A bela e a ferinha
por Taiani MendesReleituras de clássicos infantis foram moda há alguns anos, seja oferecendo novas abordagens por diversos pontos de vista, seja investigando o que acontece após o “felizes para sempre”. A febre dos live-actions (alô, dona Disney!) veio para superar essa onda, mas Cinderela e o Príncipe Secreto anda algumas casas para trás para mostrar que ainda existem inúmeras transgressões possíveis se tratando de contos de fadas.
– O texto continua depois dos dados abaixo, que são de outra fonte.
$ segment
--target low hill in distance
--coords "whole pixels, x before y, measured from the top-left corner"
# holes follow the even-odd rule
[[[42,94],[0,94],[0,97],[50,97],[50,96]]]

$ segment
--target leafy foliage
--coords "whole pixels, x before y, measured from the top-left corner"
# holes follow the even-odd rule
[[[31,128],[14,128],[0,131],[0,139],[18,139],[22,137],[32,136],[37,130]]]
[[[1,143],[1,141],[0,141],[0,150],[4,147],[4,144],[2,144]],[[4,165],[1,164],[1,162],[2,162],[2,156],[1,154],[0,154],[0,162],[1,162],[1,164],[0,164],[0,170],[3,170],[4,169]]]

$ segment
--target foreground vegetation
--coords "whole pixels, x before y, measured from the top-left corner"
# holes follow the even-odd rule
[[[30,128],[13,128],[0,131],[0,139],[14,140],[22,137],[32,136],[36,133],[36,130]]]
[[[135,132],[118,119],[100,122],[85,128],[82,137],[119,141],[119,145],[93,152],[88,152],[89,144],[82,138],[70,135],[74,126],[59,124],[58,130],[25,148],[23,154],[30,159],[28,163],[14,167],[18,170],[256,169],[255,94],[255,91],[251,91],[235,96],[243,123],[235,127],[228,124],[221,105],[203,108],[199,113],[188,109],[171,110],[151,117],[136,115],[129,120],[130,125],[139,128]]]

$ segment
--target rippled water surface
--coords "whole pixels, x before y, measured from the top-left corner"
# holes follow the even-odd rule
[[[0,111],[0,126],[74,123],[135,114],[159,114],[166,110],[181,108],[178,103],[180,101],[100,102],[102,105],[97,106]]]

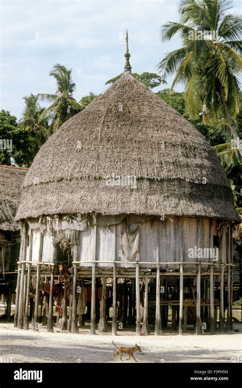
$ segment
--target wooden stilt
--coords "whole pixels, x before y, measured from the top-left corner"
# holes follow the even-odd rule
[[[11,319],[11,305],[12,303],[12,292],[11,292],[11,287],[9,285],[8,302],[7,303],[7,319],[8,321]]]
[[[34,322],[33,330],[34,331],[39,330],[39,282],[40,280],[40,265],[37,264],[36,277],[36,289],[35,292],[35,301],[34,305]]]
[[[140,335],[140,295],[139,293],[139,267],[136,262],[135,268],[135,286],[136,296],[136,334]]]
[[[230,225],[230,263],[233,263],[233,238],[232,237],[232,226]],[[230,267],[230,330],[233,330],[233,267]]]
[[[230,277],[230,266],[228,265],[227,267],[227,301],[228,307],[227,309],[227,322],[225,325],[225,331],[228,331],[230,330],[231,327],[231,320],[230,317],[230,303],[231,303],[231,277]]]
[[[229,229],[228,233],[228,241],[227,244],[228,250],[229,255],[228,255],[228,262],[229,264],[232,264],[233,260],[233,245],[231,244],[231,226]],[[230,265],[227,266],[227,290],[228,290],[228,307],[227,313],[227,322],[226,325],[226,330],[228,331],[229,330],[233,330],[232,324],[232,298],[233,293],[233,288],[232,288],[231,292],[231,267]]]
[[[66,330],[67,329],[67,305],[66,298],[67,296],[67,280],[64,281],[64,296],[62,299],[62,316],[59,325],[59,330]]]
[[[72,303],[72,322],[71,333],[78,333],[77,319],[77,264],[74,264],[74,272],[73,274],[73,291]]]
[[[214,306],[213,289],[213,266],[210,266],[210,330],[211,333],[215,332]]]
[[[69,303],[69,317],[67,319],[67,333],[71,332],[71,325],[72,322],[72,294],[73,294],[73,282],[72,285],[72,294],[70,295],[70,301]]]
[[[43,251],[43,242],[44,236],[43,233],[40,234],[40,239],[39,241],[39,260],[38,262],[42,261],[42,253]],[[35,292],[35,301],[34,306],[34,322],[33,324],[33,330],[38,331],[39,330],[39,282],[40,281],[40,264],[37,264],[37,279],[36,279],[36,290]]]
[[[176,306],[172,306],[172,330],[176,330]]]
[[[116,295],[116,265],[113,263],[113,318],[112,322],[112,335],[117,334],[117,295]]]
[[[21,279],[21,267],[18,265],[18,274],[17,277],[17,287],[16,288],[16,300],[15,300],[15,312],[14,313],[14,321],[13,327],[17,327],[18,326],[18,300],[19,298],[19,286]]]
[[[24,224],[22,227],[23,239],[22,240],[23,249],[22,250],[21,261],[25,261],[26,260],[26,249],[27,246],[27,233],[28,229],[26,224]],[[21,263],[21,278],[19,287],[19,305],[18,313],[18,328],[23,329],[23,313],[25,303],[25,262]]]
[[[180,304],[179,333],[182,334],[182,318],[183,315],[183,265],[180,264]]]
[[[18,328],[23,329],[23,304],[25,292],[25,263],[21,263],[21,278],[19,288],[19,300],[18,314]]]
[[[98,331],[101,333],[107,333],[108,327],[106,321],[106,277],[103,278],[102,300],[100,302],[100,320]]]
[[[91,305],[90,334],[95,334],[95,265],[92,263],[91,277]]]
[[[220,271],[220,331],[224,331],[224,266],[222,264]]]
[[[155,335],[161,335],[163,334],[161,326],[161,318],[160,315],[160,264],[157,264],[156,269],[156,309],[155,309]]]
[[[50,287],[50,298],[49,300],[48,320],[47,321],[47,331],[53,332],[53,289],[54,289],[54,268],[51,276]]]
[[[144,335],[149,335],[151,334],[148,323],[148,279],[147,277],[144,278],[144,311],[141,334]]]
[[[47,283],[47,277],[45,276],[44,278],[44,283]],[[43,298],[43,310],[42,313],[42,325],[43,326],[45,326],[47,322],[47,316],[46,316],[46,300],[47,300],[47,296],[45,295],[44,295]]]
[[[197,276],[197,309],[196,309],[196,334],[197,335],[204,332],[201,320],[201,264],[198,264],[198,271]]]
[[[186,333],[187,327],[187,310],[188,306],[185,304],[184,308],[184,318],[183,318],[183,333]]]
[[[25,302],[25,329],[26,330],[29,330],[29,301],[30,288],[30,273],[31,273],[31,264],[28,264],[27,282],[26,287],[26,296]]]
[[[32,229],[30,231],[30,257],[29,261],[32,261],[32,252],[33,252],[33,231]],[[30,263],[28,264],[28,275],[27,282],[26,287],[26,295],[25,302],[25,329],[26,330],[29,330],[29,303],[30,288],[30,280],[31,280],[31,265]]]

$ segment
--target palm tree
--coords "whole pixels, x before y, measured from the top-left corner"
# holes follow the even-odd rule
[[[57,84],[56,94],[40,94],[38,96],[41,100],[51,103],[41,117],[52,120],[51,129],[54,132],[68,119],[82,110],[83,107],[73,97],[76,84],[72,80],[71,69],[68,70],[57,63],[50,75],[55,78]]]
[[[226,14],[231,4],[231,0],[182,0],[180,21],[164,25],[161,35],[170,40],[178,33],[183,46],[168,53],[158,66],[165,77],[176,73],[172,88],[185,84],[191,118],[202,112],[206,123],[225,116],[236,142],[233,120],[239,106],[241,19]]]
[[[93,92],[90,92],[89,96],[85,96],[84,97],[82,97],[80,101],[80,104],[81,104],[82,106],[86,108],[87,105],[98,97],[99,96],[95,95]]]
[[[45,108],[40,107],[38,99],[38,96],[32,93],[23,97],[26,106],[19,121],[20,126],[29,132],[31,142],[31,148],[29,149],[31,162],[50,136],[48,120],[42,116]]]

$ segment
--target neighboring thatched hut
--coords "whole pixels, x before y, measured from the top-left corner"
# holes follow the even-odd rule
[[[7,316],[10,319],[12,294],[20,248],[20,224],[14,221],[21,186],[28,169],[0,165],[0,295],[7,300]]]
[[[202,135],[132,77],[128,50],[125,56],[121,78],[49,139],[26,176],[16,216],[25,230],[18,327],[23,327],[24,317],[29,327],[32,277],[34,330],[41,289],[47,330],[53,331],[53,296],[60,280],[61,329],[67,327],[69,301],[68,330],[78,331],[77,313],[81,323],[90,319],[94,334],[100,302],[99,330],[106,331],[105,303],[112,294],[113,334],[117,302],[120,327],[136,323],[137,334],[149,333],[148,313],[155,333],[161,334],[168,306],[173,328],[177,322],[181,333],[187,323],[196,323],[198,334],[206,325],[215,330],[220,306],[222,331],[226,273],[231,328],[231,231],[239,218],[229,182]],[[218,299],[214,285],[223,290]]]

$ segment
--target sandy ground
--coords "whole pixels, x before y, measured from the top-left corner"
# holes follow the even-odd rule
[[[111,360],[115,348],[134,346],[136,343],[142,352],[135,357],[142,362],[242,362],[242,324],[234,324],[239,330],[214,335],[179,336],[164,332],[163,336],[135,335],[131,331],[89,334],[88,328],[79,329],[79,334],[66,332],[47,333],[40,326],[38,332],[14,329],[11,323],[0,323],[0,361],[2,362],[120,362],[117,356]],[[126,356],[124,357],[124,360]],[[134,360],[125,361],[134,362]]]

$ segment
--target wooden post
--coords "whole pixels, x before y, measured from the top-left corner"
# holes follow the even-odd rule
[[[77,265],[74,264],[74,272],[73,275],[73,293],[72,293],[72,322],[71,333],[78,333],[78,327],[77,326]]]
[[[183,315],[183,265],[180,264],[180,303],[179,333],[182,334],[182,318]]]
[[[59,325],[59,330],[66,330],[67,329],[67,305],[66,298],[67,296],[67,279],[64,281],[64,295],[62,299],[62,316]]]
[[[96,287],[96,243],[97,225],[94,224],[92,230],[92,264],[91,270],[91,328],[90,334],[95,334],[95,287]]]
[[[91,272],[91,329],[90,334],[95,334],[95,264],[92,262]]]
[[[42,253],[43,250],[43,242],[44,236],[43,233],[40,233],[40,239],[39,241],[39,262],[42,261]],[[39,282],[40,280],[40,264],[38,264],[37,266],[37,277],[36,277],[36,289],[35,292],[35,301],[34,305],[34,322],[33,324],[33,330],[38,331],[39,330]]]
[[[56,258],[56,246],[54,246],[53,256],[52,257],[52,263],[54,263]],[[47,321],[47,331],[53,333],[53,291],[54,291],[54,283],[55,276],[54,275],[54,266],[50,266],[51,267],[51,284],[50,285],[50,298],[49,299],[49,309],[48,309],[48,319]]]
[[[144,278],[144,311],[141,334],[144,335],[151,334],[148,323],[148,279],[147,276]]]
[[[228,331],[231,330],[231,321],[232,317],[230,317],[230,304],[231,304],[231,268],[230,266],[227,266],[227,300],[228,307],[227,309],[227,322],[225,326],[225,331]]]
[[[29,261],[32,260],[33,252],[33,229],[30,230],[30,257]],[[31,264],[28,264],[28,275],[27,275],[27,285],[26,288],[26,304],[25,304],[25,329],[26,330],[29,330],[29,303],[30,297],[30,279],[31,273]]]
[[[232,226],[230,225],[230,263],[233,263],[233,238],[232,237]],[[233,267],[230,267],[230,330],[233,330]]]
[[[184,318],[183,318],[183,333],[186,333],[187,326],[187,310],[188,307],[186,304],[184,308]]]
[[[220,331],[224,330],[224,264],[221,265],[220,271]]]
[[[53,289],[54,289],[54,268],[51,275],[50,287],[50,298],[49,301],[48,320],[47,321],[47,331],[53,333]]]
[[[156,309],[155,309],[155,335],[163,334],[161,326],[161,318],[160,315],[160,264],[157,264],[156,269]]]
[[[70,295],[70,301],[69,303],[69,318],[67,320],[67,333],[71,332],[71,327],[72,322],[72,293],[73,293],[73,281],[72,283],[72,293]]]
[[[20,282],[21,282],[21,273],[22,267],[21,264],[19,262],[23,260],[23,250],[24,246],[25,243],[25,234],[26,229],[25,226],[25,223],[22,222],[20,227],[20,234],[21,234],[21,244],[20,249],[19,252],[19,257],[18,259],[18,276],[17,278],[17,287],[16,289],[16,300],[15,300],[15,311],[14,313],[14,322],[13,324],[14,327],[18,327],[18,310],[19,309],[19,296],[20,291]]]
[[[98,331],[101,333],[107,333],[108,327],[106,321],[106,277],[103,278],[102,300],[100,302],[100,319]]]
[[[172,306],[172,330],[176,330],[176,306]]]
[[[228,233],[228,242],[227,244],[228,250],[229,255],[228,255],[228,262],[229,264],[232,264],[233,261],[233,245],[231,244],[231,225],[229,225],[229,233]],[[232,246],[231,246],[232,245]],[[227,322],[226,325],[226,330],[228,331],[229,330],[233,330],[232,324],[232,306],[231,303],[231,300],[232,298],[233,288],[232,288],[231,292],[231,267],[230,265],[227,266],[227,300],[228,300],[228,307],[227,310]]]
[[[197,308],[196,308],[196,334],[200,334],[203,331],[202,321],[201,320],[201,264],[198,264],[198,271],[197,276]]]
[[[138,254],[137,254],[137,256]],[[135,264],[135,285],[136,296],[136,334],[140,335],[140,295],[139,293],[139,268],[138,261]]]
[[[214,305],[213,289],[213,265],[210,266],[210,330],[215,333]]]
[[[13,327],[17,327],[18,326],[18,299],[19,295],[19,285],[21,278],[20,265],[18,266],[18,274],[17,278],[17,287],[16,288],[16,298],[15,298],[15,312],[14,313],[14,321]]]
[[[8,302],[7,304],[7,319],[8,321],[11,320],[11,306],[12,304],[12,292],[11,288],[9,284]]]
[[[113,263],[113,318],[112,321],[112,335],[117,334],[117,283],[116,279],[116,265]]]
[[[36,289],[35,290],[35,301],[34,305],[34,322],[33,330],[39,331],[39,282],[40,280],[40,265],[37,264],[36,277]]]
[[[23,329],[23,303],[25,263],[21,264],[21,278],[19,288],[19,301],[18,314],[18,328]]]
[[[44,283],[47,283],[47,277],[44,277]],[[48,313],[47,312],[47,296],[45,295],[44,295],[44,299],[43,301],[43,312],[42,314],[42,325],[43,326],[46,326],[47,323],[47,317]]]
[[[27,233],[28,228],[27,224],[24,224],[23,249],[22,250],[21,260],[25,261],[26,260],[26,249],[27,246]],[[23,329],[23,314],[25,303],[25,262],[21,263],[21,278],[19,287],[19,305],[18,313],[18,328]]]

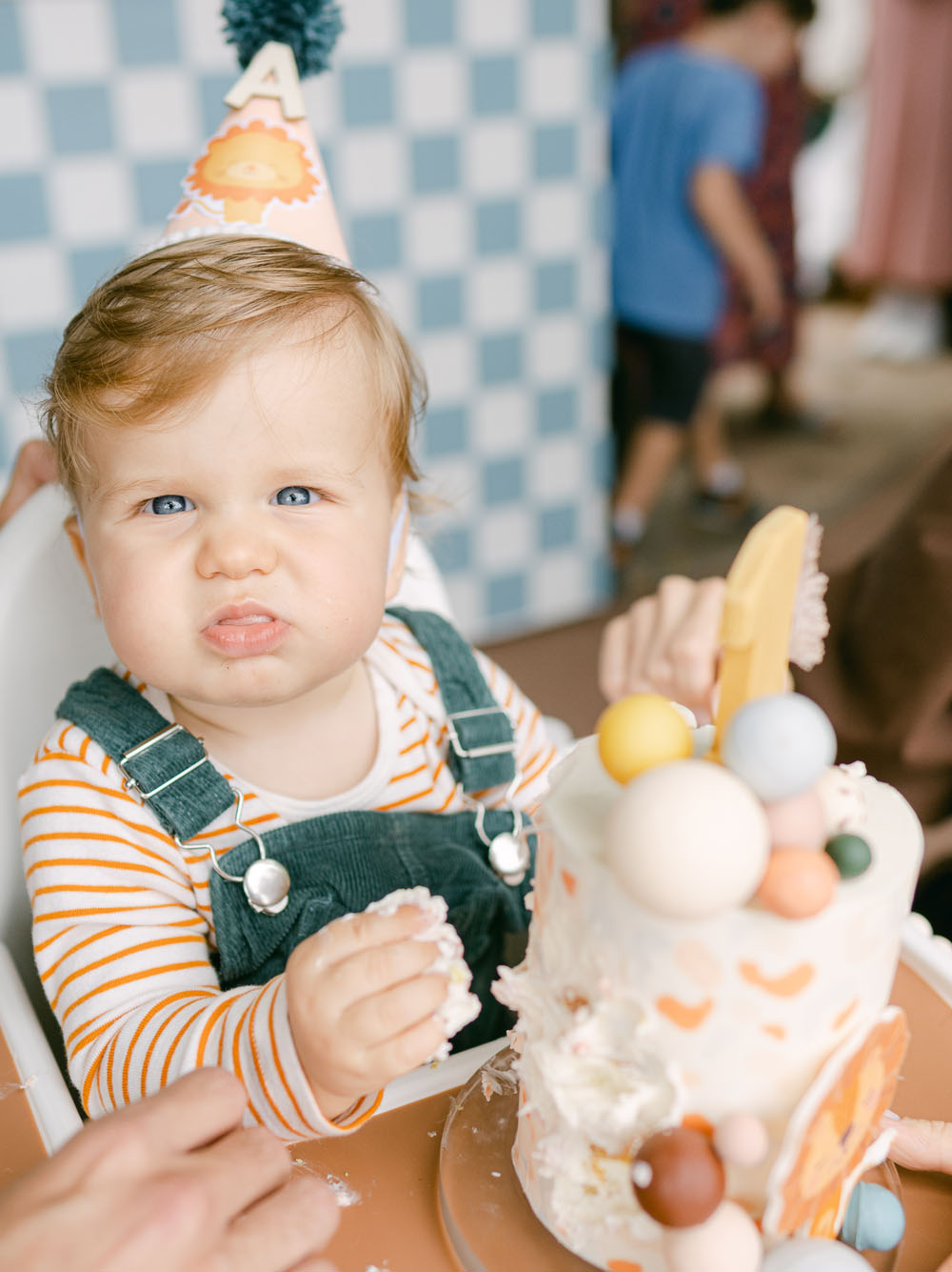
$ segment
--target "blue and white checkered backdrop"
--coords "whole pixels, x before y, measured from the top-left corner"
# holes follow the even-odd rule
[[[305,81],[355,265],[417,349],[461,626],[605,599],[608,5],[342,0]],[[64,323],[153,242],[236,79],[220,0],[0,0],[0,464]]]

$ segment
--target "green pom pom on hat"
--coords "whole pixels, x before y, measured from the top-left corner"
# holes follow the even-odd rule
[[[328,69],[343,31],[334,0],[225,0],[221,15],[225,38],[238,48],[243,69],[259,48],[277,41],[290,46],[301,79]]]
Para começar, a protagonista aqui não é exatamente a mocinha maltratada pela madrasta e pelas irmãs, mas sim um ratinho educado, simpático, que arrasa na dança, solidário, guerreiro e fofo. Junto com dois amigos ele orbita ao redor de Cinderela, que faz o que pode para alimentá-los e defendê-los da fúria da família. É por eles que ela decide ir ao grande baile do reino e através deles que entra em contato com a fada madrinha - na verdade uma aprendiz - capaz de ajudá-la na empreitada. A partir de então as coisas tomam um rumo até bastante previsível, mas bem distante da trama popularmente conhecida, honrando o anúncio de uma história “muito diferente” feito pelo ratinho narrador no início da aventura.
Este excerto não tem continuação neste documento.